10:30 Question about bigger models or smarter architectures? Do the scaling laws still hold? (Dario was involved in those.) Dario says the pre-training scaling laws are continuing to work but advances in post-training techniques have been complementing those a lot.

10:31 3.7 was just February! Already feels like an obsolete model now, just two and a half months later.

10:31 I just noticed from the model IDs that they really have swapped from Claude 3.7 Sonnet to Claude Sonnet 4.

10:33 I hope we get a Claude Haiku 4 some time. No mention of that at all, the word Haiku has not been uttered once.

10:38 When do you think there will be the first billion dollar with one employees? Dario: "2026".

10:40 Mike talked to one startup founder who tried to build something really hard for two years, was just about to give up and then 3.7 came out and everything started working. Dario's tile is to look for things that are "almost possible".

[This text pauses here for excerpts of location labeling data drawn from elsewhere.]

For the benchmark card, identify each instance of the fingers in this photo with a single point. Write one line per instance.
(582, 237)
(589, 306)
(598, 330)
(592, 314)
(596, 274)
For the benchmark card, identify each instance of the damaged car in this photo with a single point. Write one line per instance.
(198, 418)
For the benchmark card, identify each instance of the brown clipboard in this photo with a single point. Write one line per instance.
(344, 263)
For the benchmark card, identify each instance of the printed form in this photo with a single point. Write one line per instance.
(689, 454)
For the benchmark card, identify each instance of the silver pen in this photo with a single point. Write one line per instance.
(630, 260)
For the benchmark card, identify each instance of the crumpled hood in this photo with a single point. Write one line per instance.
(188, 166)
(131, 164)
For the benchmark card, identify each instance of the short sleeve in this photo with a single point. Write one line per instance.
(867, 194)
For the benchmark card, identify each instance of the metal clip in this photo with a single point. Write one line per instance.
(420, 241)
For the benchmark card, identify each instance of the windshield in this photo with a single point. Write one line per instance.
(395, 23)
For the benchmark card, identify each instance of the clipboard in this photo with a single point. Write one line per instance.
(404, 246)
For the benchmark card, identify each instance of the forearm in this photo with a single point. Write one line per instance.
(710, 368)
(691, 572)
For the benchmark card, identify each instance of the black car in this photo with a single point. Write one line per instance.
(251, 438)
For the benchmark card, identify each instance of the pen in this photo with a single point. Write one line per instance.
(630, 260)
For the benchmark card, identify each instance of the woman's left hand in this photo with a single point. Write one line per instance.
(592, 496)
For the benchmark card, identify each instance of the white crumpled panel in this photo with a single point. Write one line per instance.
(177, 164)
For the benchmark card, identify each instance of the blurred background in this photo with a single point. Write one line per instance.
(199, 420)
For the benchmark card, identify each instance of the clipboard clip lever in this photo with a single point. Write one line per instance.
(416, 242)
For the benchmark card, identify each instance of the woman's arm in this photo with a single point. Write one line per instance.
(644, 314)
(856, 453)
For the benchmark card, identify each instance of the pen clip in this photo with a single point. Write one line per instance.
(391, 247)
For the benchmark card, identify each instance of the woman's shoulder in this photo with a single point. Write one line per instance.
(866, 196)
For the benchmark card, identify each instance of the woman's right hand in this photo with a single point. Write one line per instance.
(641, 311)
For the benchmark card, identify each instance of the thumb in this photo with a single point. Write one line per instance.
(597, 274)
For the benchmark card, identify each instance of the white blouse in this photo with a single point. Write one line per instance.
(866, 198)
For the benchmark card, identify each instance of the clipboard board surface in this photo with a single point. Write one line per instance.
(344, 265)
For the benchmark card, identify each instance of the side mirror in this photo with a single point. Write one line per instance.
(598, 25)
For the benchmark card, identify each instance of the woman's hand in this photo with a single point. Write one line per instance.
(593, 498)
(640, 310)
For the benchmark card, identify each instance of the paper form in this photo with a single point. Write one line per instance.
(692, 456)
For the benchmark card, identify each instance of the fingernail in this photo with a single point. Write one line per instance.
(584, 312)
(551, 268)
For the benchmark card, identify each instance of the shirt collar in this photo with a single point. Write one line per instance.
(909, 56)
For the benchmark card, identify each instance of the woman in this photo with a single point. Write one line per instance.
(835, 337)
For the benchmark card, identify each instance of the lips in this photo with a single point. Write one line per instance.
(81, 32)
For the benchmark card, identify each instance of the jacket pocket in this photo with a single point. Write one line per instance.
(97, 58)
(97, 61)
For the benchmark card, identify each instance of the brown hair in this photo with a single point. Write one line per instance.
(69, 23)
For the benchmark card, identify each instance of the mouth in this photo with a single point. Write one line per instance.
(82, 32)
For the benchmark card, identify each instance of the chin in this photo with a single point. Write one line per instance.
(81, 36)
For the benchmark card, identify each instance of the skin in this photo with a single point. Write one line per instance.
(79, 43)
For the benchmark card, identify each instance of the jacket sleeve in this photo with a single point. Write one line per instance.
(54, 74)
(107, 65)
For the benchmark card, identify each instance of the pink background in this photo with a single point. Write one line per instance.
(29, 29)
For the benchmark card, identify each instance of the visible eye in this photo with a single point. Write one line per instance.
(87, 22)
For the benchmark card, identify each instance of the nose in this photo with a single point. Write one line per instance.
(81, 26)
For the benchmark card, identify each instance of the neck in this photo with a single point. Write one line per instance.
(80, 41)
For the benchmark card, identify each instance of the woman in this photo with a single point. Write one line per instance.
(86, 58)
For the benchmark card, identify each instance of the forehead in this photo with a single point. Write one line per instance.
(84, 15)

10:40 I had the new models "Generate an SVG of a pelican riding a bicycle". Here's claude-sonnet-4-0:

Pretty good bicycle, decent enough pelican

And here's claude-opus-4-0:

The bicycle isn't as good - no spokes. The pelican is about equal in quality.

10:42 Dario talks about the big question: what happens if the cost of software drops dramatically? He says that previously you wouldn't have built custom software unless it was for thousands of end users - the economics now are completely different, it's much more feasible to build custom things. This is my optimistic angle on this too: I think demand for custom software (and our skills as developers) goes through the roof as costs come down.

10:43 Everyone who came here to the event gets access to their highest tier Max plan for three months.

10:43 ... and that's the end of the keynote.